Miller's opera stagings are known for updated settings that aim to give the story being enacted more resonance for a modern-day audience; among his most famous examples are a Mikado set in an Edwardian English seaside resort and a Rigoletto transplanted to Manhattan's Little Italy neighborhood, with the Duke of Mantua turned into a Mafia boss.
This Elixir — a production shared between New York City Opera and the Royal Swedish Opera — moves the proceedings from a 19th-century Italian village to a rural American roadside diner circa 1960. (There's even a big old Chevy convertible with fins.) Miller has made the young hero, Nemorino, from a simple Italian villager into a local mechanic; the young lady for whom he longs, Adina, runs the eatery where the action takes place; his rival for her affections, the soldier Belcore, compares himself to Gary Cooper (even the surtitles are updated); Dr. Dulcamara, who sells the titular elixir, becomes the proverbial snake-oil salesman.

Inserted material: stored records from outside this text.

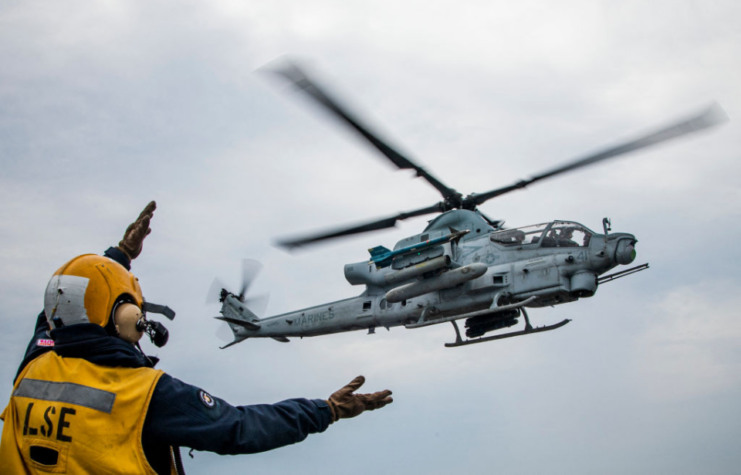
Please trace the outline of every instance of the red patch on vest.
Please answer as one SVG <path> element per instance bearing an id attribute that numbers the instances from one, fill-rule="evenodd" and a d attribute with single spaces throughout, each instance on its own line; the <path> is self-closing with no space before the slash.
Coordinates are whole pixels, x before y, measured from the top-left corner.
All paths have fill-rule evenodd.
<path id="1" fill-rule="evenodd" d="M 54 340 L 49 340 L 48 338 L 39 338 L 36 344 L 38 346 L 54 346 Z"/>

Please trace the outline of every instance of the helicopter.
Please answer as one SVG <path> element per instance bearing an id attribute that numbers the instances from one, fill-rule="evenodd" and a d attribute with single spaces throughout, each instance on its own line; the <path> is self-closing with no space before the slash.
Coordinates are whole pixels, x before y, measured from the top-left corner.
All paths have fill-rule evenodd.
<path id="1" fill-rule="evenodd" d="M 442 195 L 431 206 L 364 224 L 314 235 L 277 241 L 295 249 L 328 239 L 394 227 L 397 221 L 437 213 L 425 229 L 400 240 L 393 249 L 376 246 L 370 258 L 346 264 L 344 275 L 351 285 L 365 286 L 357 297 L 315 305 L 267 318 L 259 318 L 245 295 L 256 266 L 245 261 L 240 292 L 218 289 L 221 315 L 234 340 L 228 348 L 248 338 L 310 337 L 333 333 L 404 326 L 423 328 L 450 322 L 458 347 L 504 338 L 552 331 L 570 322 L 533 326 L 527 308 L 540 308 L 594 296 L 598 287 L 648 269 L 641 264 L 611 274 L 617 266 L 632 264 L 638 239 L 634 234 L 612 232 L 604 218 L 602 232 L 575 221 L 554 220 L 508 229 L 478 207 L 492 198 L 523 189 L 578 168 L 615 158 L 690 133 L 708 129 L 727 116 L 713 104 L 699 114 L 656 129 L 632 141 L 609 147 L 584 158 L 484 193 L 463 195 L 398 152 L 379 134 L 353 115 L 298 65 L 286 62 L 271 69 L 348 125 L 399 169 L 412 169 Z M 506 330 L 524 320 L 521 330 Z M 458 321 L 464 321 L 465 338 Z M 504 333 L 486 335 L 504 330 Z"/>

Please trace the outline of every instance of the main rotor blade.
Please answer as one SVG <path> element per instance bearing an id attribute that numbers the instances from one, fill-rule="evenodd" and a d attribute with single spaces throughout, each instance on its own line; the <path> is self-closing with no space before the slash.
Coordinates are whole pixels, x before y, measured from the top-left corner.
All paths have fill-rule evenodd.
<path id="1" fill-rule="evenodd" d="M 630 142 L 626 142 L 622 145 L 608 148 L 586 158 L 567 163 L 558 168 L 554 168 L 553 170 L 541 173 L 540 175 L 535 175 L 532 178 L 520 180 L 512 185 L 497 188 L 496 190 L 491 190 L 486 193 L 473 194 L 470 197 L 467 197 L 466 201 L 473 202 L 473 204 L 475 205 L 480 205 L 487 200 L 503 195 L 505 193 L 509 193 L 513 190 L 524 188 L 536 181 L 545 180 L 546 178 L 550 178 L 561 173 L 570 172 L 581 167 L 586 167 L 588 165 L 601 162 L 602 160 L 607 160 L 608 158 L 624 155 L 626 153 L 666 142 L 667 140 L 681 137 L 683 135 L 698 132 L 700 130 L 704 130 L 726 122 L 727 120 L 728 116 L 726 115 L 725 111 L 723 111 L 723 109 L 718 104 L 713 103 L 705 111 L 696 116 L 690 117 L 689 119 L 682 120 L 676 124 L 664 127 L 657 130 L 656 132 L 650 133 Z"/>
<path id="2" fill-rule="evenodd" d="M 396 149 L 392 148 L 388 143 L 378 136 L 377 133 L 371 132 L 368 127 L 360 122 L 355 116 L 353 116 L 346 107 L 340 105 L 340 102 L 327 94 L 327 92 L 320 88 L 317 83 L 306 75 L 306 73 L 299 68 L 296 64 L 286 61 L 283 66 L 271 69 L 272 72 L 283 76 L 288 79 L 293 85 L 307 93 L 315 101 L 324 106 L 327 110 L 332 112 L 335 116 L 342 119 L 356 132 L 365 137 L 376 149 L 378 149 L 383 155 L 386 156 L 391 162 L 401 169 L 412 169 L 417 172 L 417 176 L 420 176 L 427 180 L 432 186 L 434 186 L 445 199 L 453 199 L 458 197 L 458 193 L 444 185 L 440 180 L 432 176 L 424 168 L 415 164 Z"/>
<path id="3" fill-rule="evenodd" d="M 338 238 L 342 236 L 349 236 L 351 234 L 364 233 L 367 231 L 375 231 L 378 229 L 393 228 L 396 225 L 397 221 L 401 221 L 401 220 L 408 219 L 408 218 L 414 218 L 415 216 L 423 216 L 425 214 L 430 214 L 430 213 L 440 213 L 441 211 L 443 211 L 442 206 L 440 203 L 438 203 L 433 206 L 429 206 L 427 208 L 421 208 L 418 210 L 409 211 L 407 213 L 399 213 L 396 216 L 392 216 L 390 218 L 379 219 L 376 221 L 372 221 L 370 223 L 365 223 L 365 224 L 353 226 L 350 228 L 324 232 L 321 234 L 316 234 L 313 236 L 306 236 L 303 238 L 284 239 L 284 240 L 276 241 L 276 244 L 283 248 L 295 249 L 297 247 L 305 246 L 307 244 L 313 244 L 319 241 L 324 241 L 325 239 L 333 239 L 333 238 Z"/>

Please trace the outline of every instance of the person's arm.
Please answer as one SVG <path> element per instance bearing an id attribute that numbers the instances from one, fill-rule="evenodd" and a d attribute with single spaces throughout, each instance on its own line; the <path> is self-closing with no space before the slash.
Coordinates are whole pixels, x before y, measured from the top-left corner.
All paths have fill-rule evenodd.
<path id="1" fill-rule="evenodd" d="M 332 413 L 322 399 L 232 406 L 167 374 L 157 382 L 142 444 L 190 447 L 222 455 L 250 454 L 301 442 L 324 432 Z M 148 454 L 149 456 L 149 454 Z"/>
<path id="2" fill-rule="evenodd" d="M 109 259 L 113 259 L 114 261 L 118 262 L 122 266 L 126 268 L 126 270 L 131 270 L 131 259 L 129 259 L 129 256 L 126 255 L 125 252 L 123 252 L 121 249 L 117 247 L 109 247 L 105 250 L 103 255 Z"/>

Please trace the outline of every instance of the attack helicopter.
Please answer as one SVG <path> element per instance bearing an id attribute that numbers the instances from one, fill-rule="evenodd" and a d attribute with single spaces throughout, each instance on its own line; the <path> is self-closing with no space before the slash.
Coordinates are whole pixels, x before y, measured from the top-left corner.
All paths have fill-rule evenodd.
<path id="1" fill-rule="evenodd" d="M 450 322 L 455 340 L 446 347 L 551 331 L 567 323 L 533 326 L 526 308 L 560 305 L 592 297 L 598 287 L 648 268 L 642 264 L 606 274 L 636 258 L 636 236 L 612 232 L 605 218 L 602 232 L 566 220 L 506 229 L 502 220 L 491 219 L 478 207 L 492 198 L 523 189 L 533 183 L 582 167 L 650 147 L 686 134 L 708 129 L 727 120 L 714 104 L 692 117 L 661 127 L 635 140 L 590 154 L 584 158 L 484 193 L 463 195 L 405 157 L 350 113 L 327 90 L 299 66 L 285 63 L 271 72 L 288 80 L 341 122 L 367 140 L 399 169 L 412 169 L 442 195 L 431 206 L 374 220 L 357 226 L 314 235 L 283 239 L 277 245 L 294 249 L 327 239 L 391 228 L 397 221 L 438 213 L 419 234 L 402 239 L 393 250 L 369 249 L 369 259 L 346 264 L 351 285 L 365 286 L 357 297 L 329 302 L 293 312 L 259 318 L 245 295 L 255 275 L 255 265 L 245 261 L 238 293 L 212 293 L 221 303 L 221 315 L 234 340 L 248 338 L 309 337 L 354 330 L 375 333 L 403 325 L 408 329 Z M 524 328 L 505 330 L 524 319 Z M 464 321 L 465 338 L 458 321 Z M 505 333 L 485 336 L 505 330 Z"/>

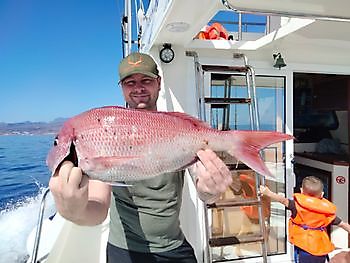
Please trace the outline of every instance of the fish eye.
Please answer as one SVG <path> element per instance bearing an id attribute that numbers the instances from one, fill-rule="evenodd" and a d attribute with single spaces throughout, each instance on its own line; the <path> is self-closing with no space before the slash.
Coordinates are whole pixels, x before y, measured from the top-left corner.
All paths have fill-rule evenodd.
<path id="1" fill-rule="evenodd" d="M 55 137 L 55 140 L 54 140 L 54 142 L 53 142 L 53 145 L 54 145 L 54 146 L 57 146 L 57 145 L 58 145 L 58 136 Z"/>

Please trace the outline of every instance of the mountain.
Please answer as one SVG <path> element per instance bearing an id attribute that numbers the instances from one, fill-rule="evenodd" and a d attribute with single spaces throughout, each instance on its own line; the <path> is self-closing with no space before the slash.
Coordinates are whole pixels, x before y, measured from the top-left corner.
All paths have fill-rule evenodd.
<path id="1" fill-rule="evenodd" d="M 55 134 L 66 120 L 66 118 L 57 118 L 51 122 L 0 122 L 0 135 Z"/>

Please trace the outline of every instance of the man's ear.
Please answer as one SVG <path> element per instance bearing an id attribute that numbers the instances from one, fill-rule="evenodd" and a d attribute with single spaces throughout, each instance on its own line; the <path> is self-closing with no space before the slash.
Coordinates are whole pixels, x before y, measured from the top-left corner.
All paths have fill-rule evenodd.
<path id="1" fill-rule="evenodd" d="M 302 187 L 300 187 L 300 193 L 304 193 L 304 191 L 303 191 L 303 188 Z"/>
<path id="2" fill-rule="evenodd" d="M 323 195 L 324 195 L 324 192 L 321 193 L 321 196 L 320 196 L 320 197 L 323 198 Z"/>
<path id="3" fill-rule="evenodd" d="M 158 90 L 160 90 L 162 88 L 162 77 L 161 76 L 157 77 L 157 82 L 158 82 Z"/>

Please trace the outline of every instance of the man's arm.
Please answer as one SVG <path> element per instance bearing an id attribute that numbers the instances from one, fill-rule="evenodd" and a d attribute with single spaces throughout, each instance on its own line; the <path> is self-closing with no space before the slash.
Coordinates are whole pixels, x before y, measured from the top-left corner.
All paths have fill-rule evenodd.
<path id="1" fill-rule="evenodd" d="M 263 196 L 270 197 L 271 200 L 277 201 L 277 202 L 281 203 L 282 205 L 284 205 L 285 207 L 288 207 L 288 205 L 289 205 L 288 198 L 285 198 L 282 195 L 279 195 L 279 194 L 272 192 L 267 186 L 260 185 L 260 194 Z"/>
<path id="2" fill-rule="evenodd" d="M 107 217 L 111 186 L 89 180 L 72 162 L 61 165 L 49 186 L 58 212 L 67 220 L 78 225 L 97 225 Z"/>
<path id="3" fill-rule="evenodd" d="M 190 168 L 199 198 L 214 203 L 232 183 L 231 172 L 225 163 L 212 151 L 200 150 L 199 161 Z"/>

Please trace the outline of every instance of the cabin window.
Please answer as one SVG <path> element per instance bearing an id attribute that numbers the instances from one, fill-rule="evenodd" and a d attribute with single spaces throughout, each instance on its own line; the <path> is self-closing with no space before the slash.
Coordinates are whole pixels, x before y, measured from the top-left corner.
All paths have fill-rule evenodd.
<path id="1" fill-rule="evenodd" d="M 245 75 L 211 73 L 209 92 L 211 98 L 242 98 L 241 103 L 207 104 L 211 126 L 220 130 L 251 130 L 249 106 L 243 103 L 248 96 Z M 256 76 L 256 95 L 260 130 L 285 131 L 285 78 Z M 218 100 L 220 101 L 220 100 Z M 275 192 L 285 194 L 284 143 L 278 143 L 264 150 L 264 159 L 276 181 L 267 180 L 267 185 Z M 227 158 L 230 162 L 229 157 Z M 249 188 L 249 180 L 255 173 L 244 166 L 232 164 L 232 174 L 239 178 L 243 194 L 229 189 L 222 199 L 253 197 L 256 193 Z M 249 179 L 250 178 L 250 179 Z M 254 188 L 254 187 L 253 187 Z M 286 253 L 286 212 L 285 208 L 269 200 L 263 201 L 264 220 L 268 233 L 268 255 Z M 259 233 L 259 221 L 256 218 L 257 207 L 229 207 L 212 209 L 212 237 L 230 237 Z M 242 259 L 261 255 L 261 244 L 248 243 L 212 247 L 213 259 Z"/>
<path id="2" fill-rule="evenodd" d="M 294 135 L 299 143 L 332 138 L 339 128 L 337 111 L 348 110 L 348 77 L 332 74 L 294 74 Z"/>
<path id="3" fill-rule="evenodd" d="M 284 127 L 284 78 L 256 77 L 256 94 L 260 130 L 281 131 Z M 212 74 L 212 98 L 246 98 L 245 76 Z M 211 105 L 211 125 L 225 130 L 251 130 L 249 107 L 246 103 Z"/>

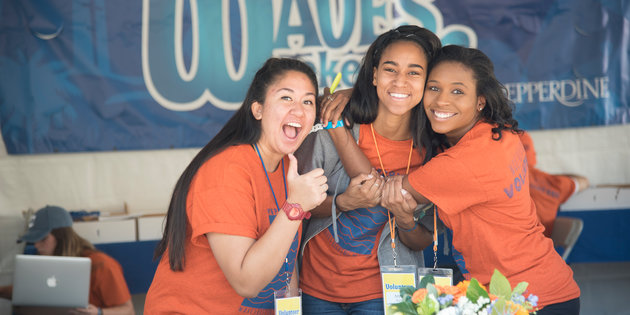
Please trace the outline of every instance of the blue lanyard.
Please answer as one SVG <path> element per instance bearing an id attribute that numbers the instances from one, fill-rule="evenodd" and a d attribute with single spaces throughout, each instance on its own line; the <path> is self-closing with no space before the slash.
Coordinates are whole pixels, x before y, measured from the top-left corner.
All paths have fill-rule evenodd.
<path id="1" fill-rule="evenodd" d="M 273 192 L 273 186 L 271 185 L 271 180 L 269 179 L 269 174 L 267 173 L 267 168 L 265 167 L 265 162 L 263 161 L 262 155 L 260 155 L 260 151 L 258 150 L 258 146 L 254 143 L 254 148 L 256 149 L 256 153 L 258 153 L 258 157 L 260 158 L 260 164 L 262 164 L 263 170 L 265 171 L 265 176 L 267 176 L 267 183 L 269 184 L 269 189 L 271 189 L 271 195 L 273 196 L 273 201 L 276 202 L 276 208 L 278 212 L 280 212 L 280 206 L 278 205 L 278 199 L 276 199 L 276 194 Z M 287 198 L 287 177 L 284 174 L 284 158 L 280 160 L 282 163 L 282 180 L 284 181 L 284 197 Z M 287 257 L 284 258 L 284 273 L 286 274 L 286 283 L 287 283 L 287 291 L 289 291 L 289 259 Z"/>
<path id="2" fill-rule="evenodd" d="M 258 151 L 258 146 L 254 143 L 254 148 L 256 149 L 256 153 L 258 153 L 258 157 L 260 158 L 260 164 L 262 164 L 263 170 L 265 171 L 265 176 L 267 176 L 267 183 L 269 184 L 269 188 L 271 189 L 271 195 L 273 196 L 273 201 L 276 202 L 276 208 L 280 211 L 280 205 L 278 205 L 278 199 L 276 199 L 276 194 L 273 192 L 273 186 L 271 185 L 271 180 L 269 180 L 269 174 L 267 173 L 267 168 L 265 168 L 265 162 L 263 162 L 263 158 L 260 155 L 260 151 Z M 287 177 L 284 174 L 284 158 L 280 160 L 282 162 L 282 180 L 284 181 L 284 197 L 287 196 Z"/>

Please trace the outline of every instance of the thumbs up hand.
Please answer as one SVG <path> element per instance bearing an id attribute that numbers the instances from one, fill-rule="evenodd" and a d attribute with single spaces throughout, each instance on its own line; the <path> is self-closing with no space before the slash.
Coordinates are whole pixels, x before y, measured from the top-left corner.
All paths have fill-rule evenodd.
<path id="1" fill-rule="evenodd" d="M 297 171 L 297 159 L 289 154 L 289 169 L 287 170 L 287 202 L 299 203 L 304 211 L 310 211 L 326 199 L 326 176 L 324 170 L 316 168 L 300 175 Z"/>

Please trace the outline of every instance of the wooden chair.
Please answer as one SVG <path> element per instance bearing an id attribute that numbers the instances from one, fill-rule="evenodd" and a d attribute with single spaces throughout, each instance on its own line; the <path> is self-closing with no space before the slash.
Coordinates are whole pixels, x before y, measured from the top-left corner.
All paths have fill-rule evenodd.
<path id="1" fill-rule="evenodd" d="M 551 239 L 555 247 L 560 247 L 564 250 L 562 259 L 565 261 L 571 254 L 571 250 L 580 237 L 583 228 L 584 221 L 580 218 L 557 217 L 554 221 Z"/>

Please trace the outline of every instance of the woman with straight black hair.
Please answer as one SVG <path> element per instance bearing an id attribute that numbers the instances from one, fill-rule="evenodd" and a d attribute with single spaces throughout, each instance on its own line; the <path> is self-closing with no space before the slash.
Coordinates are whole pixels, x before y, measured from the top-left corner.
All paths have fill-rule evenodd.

In the first cast, which sang the opening on October 7 and performs through November 2, John Tessier takes the role of Nemorino, with Anna Skibinsky (in her City Opera debut) as Adina, Erin Morley (also a company newcomer) as her friend Giannetta, Paulo Szot as Belcore and Jan Opalach as Dulcamara; City Opera music director George Manahan conducts. For the performances from November 8-16, Gerald Steichen takes over on the podium, with Georgia Jarman as Adina, Leonardo Capalbo making his City Opera debut as Nemorino, Michael Chioldi as Belcore, Jason Grant as Dulcamara and Kathleen Magee as Giannetta.